See also Paper Republic, a site of resources on Chinese literature for publishers and translators, which I believe she helped seet up.
Last year I read a novel translated by Nicky and published by the University of Hawaii Press, Banished! by Han Dong. Google Books has a bit on it.
I was persuaded to buy it at Arthur Probsthain last year by Mr Probsthain when I was stocking up on translations of classical Chinese novels. Banished! is a partly autobiographical account of banishment to the countryside during the Cultural Revolution. It is not strictly chronological. It starts with the family’s journey to the countryside and ends with what happened some years later, but in between the earlier story of the family is sketched in, and a number of thematically arranged chapters move from the more straightforward elements such as the choice of a village to go to, the journey to the village, and life there, to a variety of difficulties.
On the Google Books page, you can see the Notes on Translation, where Harman explains the use of terms like CultRev for the Cultural Revolution – which I found odd. I also wondered about using an exclamation mark in the title.

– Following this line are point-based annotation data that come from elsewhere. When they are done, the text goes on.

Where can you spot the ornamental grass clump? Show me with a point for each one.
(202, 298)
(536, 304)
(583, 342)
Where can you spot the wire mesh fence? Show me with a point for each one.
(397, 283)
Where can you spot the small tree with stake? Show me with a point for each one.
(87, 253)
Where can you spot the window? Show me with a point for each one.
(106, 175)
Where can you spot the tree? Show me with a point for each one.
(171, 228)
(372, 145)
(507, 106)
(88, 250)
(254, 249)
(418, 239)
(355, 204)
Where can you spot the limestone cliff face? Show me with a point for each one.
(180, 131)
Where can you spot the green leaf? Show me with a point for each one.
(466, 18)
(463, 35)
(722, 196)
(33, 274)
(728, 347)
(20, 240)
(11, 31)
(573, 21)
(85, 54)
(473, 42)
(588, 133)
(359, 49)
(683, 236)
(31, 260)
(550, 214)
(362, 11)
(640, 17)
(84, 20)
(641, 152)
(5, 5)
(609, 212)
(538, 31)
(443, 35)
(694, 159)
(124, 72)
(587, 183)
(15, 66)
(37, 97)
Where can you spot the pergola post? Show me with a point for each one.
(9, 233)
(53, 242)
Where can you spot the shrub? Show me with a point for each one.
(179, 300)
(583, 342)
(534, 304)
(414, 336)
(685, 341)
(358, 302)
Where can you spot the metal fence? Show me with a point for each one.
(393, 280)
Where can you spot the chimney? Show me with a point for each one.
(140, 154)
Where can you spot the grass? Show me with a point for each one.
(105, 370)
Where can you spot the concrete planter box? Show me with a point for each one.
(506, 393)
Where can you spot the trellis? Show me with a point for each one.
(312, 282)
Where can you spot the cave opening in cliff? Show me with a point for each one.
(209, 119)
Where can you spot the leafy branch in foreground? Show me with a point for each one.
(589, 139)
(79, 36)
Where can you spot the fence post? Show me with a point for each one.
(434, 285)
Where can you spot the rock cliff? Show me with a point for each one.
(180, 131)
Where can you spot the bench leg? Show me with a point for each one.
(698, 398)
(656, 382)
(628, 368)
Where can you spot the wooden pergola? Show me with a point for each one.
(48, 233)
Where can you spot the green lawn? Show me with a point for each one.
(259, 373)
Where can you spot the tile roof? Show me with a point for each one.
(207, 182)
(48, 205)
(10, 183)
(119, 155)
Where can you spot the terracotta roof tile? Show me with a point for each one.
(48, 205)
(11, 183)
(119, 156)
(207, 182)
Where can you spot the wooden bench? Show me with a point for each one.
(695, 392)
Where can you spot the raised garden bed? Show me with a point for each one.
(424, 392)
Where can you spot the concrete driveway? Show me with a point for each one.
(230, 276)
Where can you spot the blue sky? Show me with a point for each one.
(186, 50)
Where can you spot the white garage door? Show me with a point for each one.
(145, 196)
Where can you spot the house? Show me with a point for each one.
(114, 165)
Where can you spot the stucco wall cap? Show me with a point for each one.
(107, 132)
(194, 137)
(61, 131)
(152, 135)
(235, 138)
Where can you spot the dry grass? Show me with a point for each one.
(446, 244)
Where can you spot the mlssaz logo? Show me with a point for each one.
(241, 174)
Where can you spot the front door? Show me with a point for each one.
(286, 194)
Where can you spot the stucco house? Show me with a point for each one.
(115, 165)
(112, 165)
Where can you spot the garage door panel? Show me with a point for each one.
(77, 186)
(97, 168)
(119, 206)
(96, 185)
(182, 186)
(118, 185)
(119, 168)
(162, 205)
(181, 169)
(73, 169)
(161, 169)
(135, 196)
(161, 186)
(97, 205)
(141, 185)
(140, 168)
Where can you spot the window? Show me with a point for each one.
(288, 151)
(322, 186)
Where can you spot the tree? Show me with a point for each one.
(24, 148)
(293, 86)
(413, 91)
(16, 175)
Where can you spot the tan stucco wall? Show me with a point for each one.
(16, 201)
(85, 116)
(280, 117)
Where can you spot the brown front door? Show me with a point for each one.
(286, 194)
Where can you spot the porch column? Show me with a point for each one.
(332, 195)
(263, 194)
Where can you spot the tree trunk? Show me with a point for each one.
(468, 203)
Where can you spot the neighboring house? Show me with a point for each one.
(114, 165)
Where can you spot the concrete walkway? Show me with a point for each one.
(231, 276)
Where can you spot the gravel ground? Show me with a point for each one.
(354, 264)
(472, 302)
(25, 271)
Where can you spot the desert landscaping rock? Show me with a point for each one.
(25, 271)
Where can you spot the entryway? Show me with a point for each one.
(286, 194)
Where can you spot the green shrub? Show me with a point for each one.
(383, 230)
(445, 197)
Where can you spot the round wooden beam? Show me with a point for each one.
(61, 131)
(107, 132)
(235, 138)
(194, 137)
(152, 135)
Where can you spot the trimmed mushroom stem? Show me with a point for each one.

The novel gives a very detailed account of what the village was like, how the family planned to survive (the father’s first plan was to Strike Root, to settle the family in the village as that might be the best they could hope, and Strike Root was the meaning of the original Chinese title). It also describes the various ways people had of dealing with the Cultural Revolution and banishment, whatever their position in society. One chapter traces the history of the family’s four dogs, at least three of whom were eaten by the villagers, partly because they were better fed than most dogs. The author does not condemn the characters. He gives a rather descriptive view of life during the Cultural Revolution, through which the suffering gradually appears.
The villagers were consumed with envy at first when they saw the Taos feeding meat to their dog. Then they relaxed. They actually hoped that the Taos would fatten him up even more, into delicious dog meat. Patch was converting the Taos’ meals into food that they could eat. They had already found out that the Taos did not eat dog meat, especially not Patch’s meat (they quite understood this). But dogs were there to be eaten. If he were not, it would be a waste of a nice, fat dog.
Anyway, Google Books now allows you to read the beginning.
I had also read K – The Art of Love by Hong Ying, which I didn’t realize till now that Harman had translated. It was based on Julian Bell’s relationship with a married Chinese woman in the 1930s – see Wikipedia.